Wednesday, April 24, 2013

Voisilmäpulla - Finnish "butter eye" bun

Tomorrow I visit my son's class to make a short presentation about Finland. Nah.. No culture can be truly experienced without tasting some of its culinary flavors, isn't it? :)
Plus, I'm sure the kids' won't mind. ;)

I chose to bake the voisilmäpulla because of two very simple reasons.
1) It doesn't contain much of anything to cause allergies, so even if there are kids allergic to nuts, this should be fine (not gluten or egg free though..)
2) I promised to bring some to the Vappu celebration at the Finnish house in Balboa park, and it is always nice to have a first trial with a less critical outcome.

Good enough reasons to bake, don't you agree?
I haven't made them ever here, neither in Finland, though of course I ate them at several famous "two o'clock Finnish coffee times" at Nokia.
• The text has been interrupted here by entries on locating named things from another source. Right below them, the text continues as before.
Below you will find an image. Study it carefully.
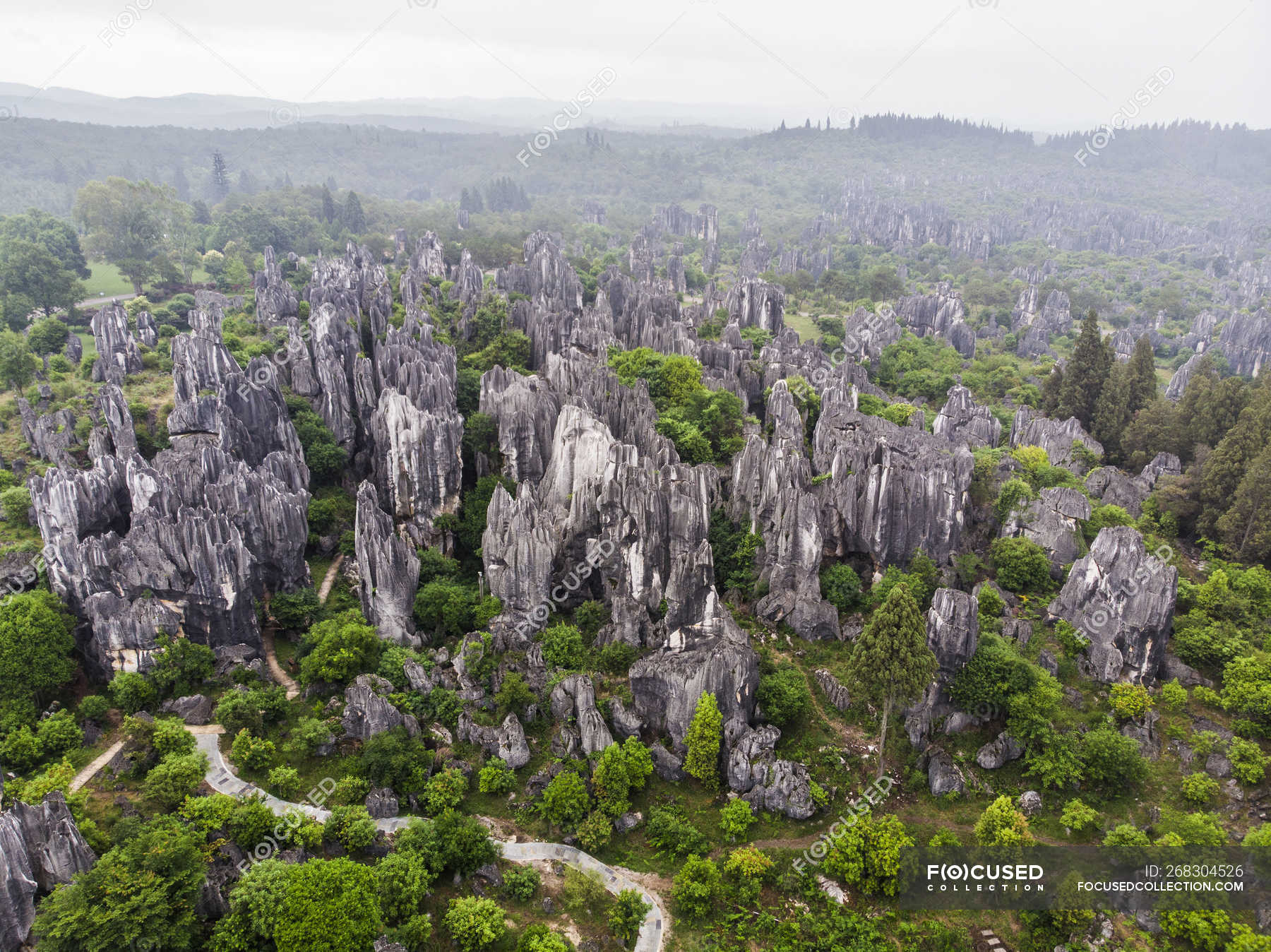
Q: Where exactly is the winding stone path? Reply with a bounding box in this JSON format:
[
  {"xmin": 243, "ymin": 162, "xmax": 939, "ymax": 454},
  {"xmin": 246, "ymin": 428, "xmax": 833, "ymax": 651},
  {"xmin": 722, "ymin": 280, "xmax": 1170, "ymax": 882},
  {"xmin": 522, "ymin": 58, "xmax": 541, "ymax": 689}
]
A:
[
  {"xmin": 67, "ymin": 741, "xmax": 124, "ymax": 793},
  {"xmin": 186, "ymin": 725, "xmax": 666, "ymax": 952}
]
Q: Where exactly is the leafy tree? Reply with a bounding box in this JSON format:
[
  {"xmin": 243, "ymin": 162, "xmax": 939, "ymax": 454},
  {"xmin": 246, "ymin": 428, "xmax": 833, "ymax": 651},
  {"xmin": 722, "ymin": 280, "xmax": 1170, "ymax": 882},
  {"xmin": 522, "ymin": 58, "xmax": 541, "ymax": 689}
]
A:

The dough is the simple pullataikina, and I'm sure you will be fine with the half portion. Of course you can go for the whole portion and double buns, which of course I did, as there are 28 kids plus teachers, so 32 buns is the absolute minimum needed.

Ingredients (makes 16)
1/2 portion bun dough
60 g butter (1/2 stick) (for the middle)
50 g sugar (for the middle, add more if you have a sweet tooth)
1 egg for brushing

Ingredients (makes 32)
full portion bun dough
120 g butter (1 stick) (for the middle)
100 g sugar (for the middle)
1 egg for brushing

Prepare the dough. Let it rise for about 45 minutes, should grow to ~ double.
Divide it into two, make a thick roll and cut it into two, and again in two, to make all together 8 kinda equal portions. Repeat the cutting with the other half. Now take the small pieces of dough and work them in a smooth ball.
Place them on a tray with parchment paper, cover with a cloth and let them rise for additional 30 min.
Meanwhile take the additional butter out of the fridge and cut it into 16 (or 32) equal pieces.
Preheat the oven to 435 F, or 225 C.
Brush the top and side of the buns with the lightly beaten egg, press a hole in the middle and push one portion of butter in each hole.
On top add a small teaspoon of sugar. If you like them sweet add a larger teaspoon.

Bake the buns on the higher middle shelf for 10-15 min.
Place them on a rack for 1/2 min, and then cover with a cloth to keep the crust soft.